Another useful tool for assessing model classification performance are the lift (gains) chart and decile-wise lift chart (see Chapter 5). Figure 10.3 illustrates the lift chart obtained for the personal loan offer logistic model using the validation set. The “lift” over the base curve indicates for a given number of cases (read on the x-axis), the additional responders that you can identify by using the model.
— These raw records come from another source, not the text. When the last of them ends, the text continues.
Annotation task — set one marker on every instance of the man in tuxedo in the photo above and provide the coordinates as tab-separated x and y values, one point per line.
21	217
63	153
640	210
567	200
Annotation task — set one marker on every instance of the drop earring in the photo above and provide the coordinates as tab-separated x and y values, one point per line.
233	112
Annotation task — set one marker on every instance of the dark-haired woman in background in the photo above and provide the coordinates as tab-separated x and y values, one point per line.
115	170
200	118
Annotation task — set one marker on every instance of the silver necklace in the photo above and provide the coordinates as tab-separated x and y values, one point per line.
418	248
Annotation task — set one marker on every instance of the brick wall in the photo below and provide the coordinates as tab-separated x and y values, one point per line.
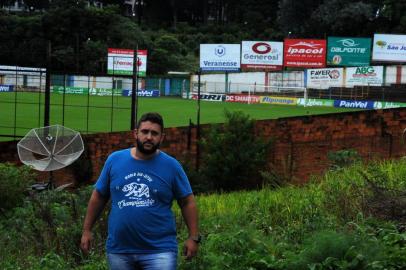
300	148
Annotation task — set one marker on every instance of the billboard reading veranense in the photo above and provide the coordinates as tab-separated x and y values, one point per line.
121	61
262	55
389	48
346	51
305	53
220	57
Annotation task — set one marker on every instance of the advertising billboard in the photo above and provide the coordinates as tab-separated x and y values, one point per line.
142	93
354	104
324	78
6	88
262	55
278	100
346	51
389	48
220	57
371	75
242	99
310	102
209	97
305	53
121	61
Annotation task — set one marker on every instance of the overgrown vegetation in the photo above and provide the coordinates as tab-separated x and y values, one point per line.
233	154
326	224
14	182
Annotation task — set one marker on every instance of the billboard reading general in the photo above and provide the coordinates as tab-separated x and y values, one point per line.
305	53
264	55
121	62
220	57
346	51
389	48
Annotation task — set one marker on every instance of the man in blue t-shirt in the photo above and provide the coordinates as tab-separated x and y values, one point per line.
142	183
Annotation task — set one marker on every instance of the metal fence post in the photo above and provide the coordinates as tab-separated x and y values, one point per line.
47	86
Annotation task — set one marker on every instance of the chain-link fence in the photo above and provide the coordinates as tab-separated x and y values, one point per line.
86	103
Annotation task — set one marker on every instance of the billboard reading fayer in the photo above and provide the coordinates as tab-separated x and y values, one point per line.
121	62
305	53
389	48
265	55
346	51
220	57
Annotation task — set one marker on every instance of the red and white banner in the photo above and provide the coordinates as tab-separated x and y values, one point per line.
305	53
242	98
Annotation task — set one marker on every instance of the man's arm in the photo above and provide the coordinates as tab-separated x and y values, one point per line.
189	213
95	207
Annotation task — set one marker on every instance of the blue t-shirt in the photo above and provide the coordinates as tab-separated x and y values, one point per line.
142	192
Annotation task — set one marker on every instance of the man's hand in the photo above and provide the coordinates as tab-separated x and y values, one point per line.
85	242
190	249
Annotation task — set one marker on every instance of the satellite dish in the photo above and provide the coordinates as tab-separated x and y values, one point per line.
50	148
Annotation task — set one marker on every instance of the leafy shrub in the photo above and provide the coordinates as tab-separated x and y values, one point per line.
343	158
49	227
233	155
14	182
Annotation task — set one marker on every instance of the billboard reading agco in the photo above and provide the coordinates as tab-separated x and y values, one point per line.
346	51
389	48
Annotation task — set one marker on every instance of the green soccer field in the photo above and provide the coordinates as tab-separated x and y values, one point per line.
22	111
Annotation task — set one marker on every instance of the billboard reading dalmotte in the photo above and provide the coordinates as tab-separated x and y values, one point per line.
220	57
348	51
389	48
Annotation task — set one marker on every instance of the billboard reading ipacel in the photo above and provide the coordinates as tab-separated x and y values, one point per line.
307	53
389	48
264	55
The same information is portrayed in in Figure 10.3: Taking the 10% of the records that are ranked by the model as “most probable 1’s” yields 7.9 times as many 1’s as would simply selecting 10% of the records at random.

#### Figure 10.3

library(gains)
gain <- gains(valid.df$Personal.Loan, logit.reg.pred, groups=10)

# plot lift chart
{  # got to put the curly brackers or it breaks!
  plot(c(0,gain$cume.pct.of.total*sum(valid.df$Personal.Loan))~c(0,gain$cume.obs), 
     xlab="# cases", ylab="Cumulative", main="", type="l")
  lines(c(0,sum(valid.df$Personal.Loan))~c(0, dim(valid.df)[1]), lty=2)
}

10.5 Example of Complete Analysis: Predicting Delayed Flights

Predicting flight delays can be useful to a variety of organizations: airport authorities, airlines, aviation authorities. At times, joint task forces have been formed to address the problem. Such an organization, if it were to provide ongoing real-time assistance with flight delays,would benefit from some advance notice about flights likely to be delayed.
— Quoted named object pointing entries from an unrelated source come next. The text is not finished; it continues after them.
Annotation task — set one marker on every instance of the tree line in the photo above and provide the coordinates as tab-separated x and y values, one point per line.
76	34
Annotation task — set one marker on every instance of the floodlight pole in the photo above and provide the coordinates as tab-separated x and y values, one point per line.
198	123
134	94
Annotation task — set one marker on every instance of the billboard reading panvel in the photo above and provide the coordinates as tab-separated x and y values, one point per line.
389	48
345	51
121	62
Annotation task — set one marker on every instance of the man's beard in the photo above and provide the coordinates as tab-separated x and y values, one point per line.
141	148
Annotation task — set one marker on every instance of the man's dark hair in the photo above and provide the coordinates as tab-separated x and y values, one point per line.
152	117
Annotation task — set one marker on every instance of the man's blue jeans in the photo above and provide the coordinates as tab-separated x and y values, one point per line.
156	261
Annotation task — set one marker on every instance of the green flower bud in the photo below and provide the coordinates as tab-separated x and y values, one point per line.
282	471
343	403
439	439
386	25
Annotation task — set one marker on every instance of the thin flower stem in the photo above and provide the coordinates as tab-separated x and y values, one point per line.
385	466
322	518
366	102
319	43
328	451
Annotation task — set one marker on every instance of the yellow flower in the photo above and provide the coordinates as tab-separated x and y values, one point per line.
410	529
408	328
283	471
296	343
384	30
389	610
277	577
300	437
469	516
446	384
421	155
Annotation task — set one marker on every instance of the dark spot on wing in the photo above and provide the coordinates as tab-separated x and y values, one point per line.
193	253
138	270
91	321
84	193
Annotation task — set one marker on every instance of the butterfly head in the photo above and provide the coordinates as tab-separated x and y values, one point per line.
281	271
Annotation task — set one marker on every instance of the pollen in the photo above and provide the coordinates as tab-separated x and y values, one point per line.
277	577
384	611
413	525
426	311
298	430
In this simplified illustration, we look at six predictors (see Table 10.4). The outcome of interest is whether the flight is delayed or not (delayed means more than 15 minutes late). Our data consist of all flights from the Washington, DC area into the New York City area during January 2004. The percent of delayed flights among these 2201 flights is 19.5%. The data were obtained from the Bureau of Transportation Statistics website (www.transtats.bts.gov).

The goal is to predict accurately whether a new flight, not in this dataset, will be delayed or not. The outcome variable is a variable called Flight Status, coded as delayed or ontime.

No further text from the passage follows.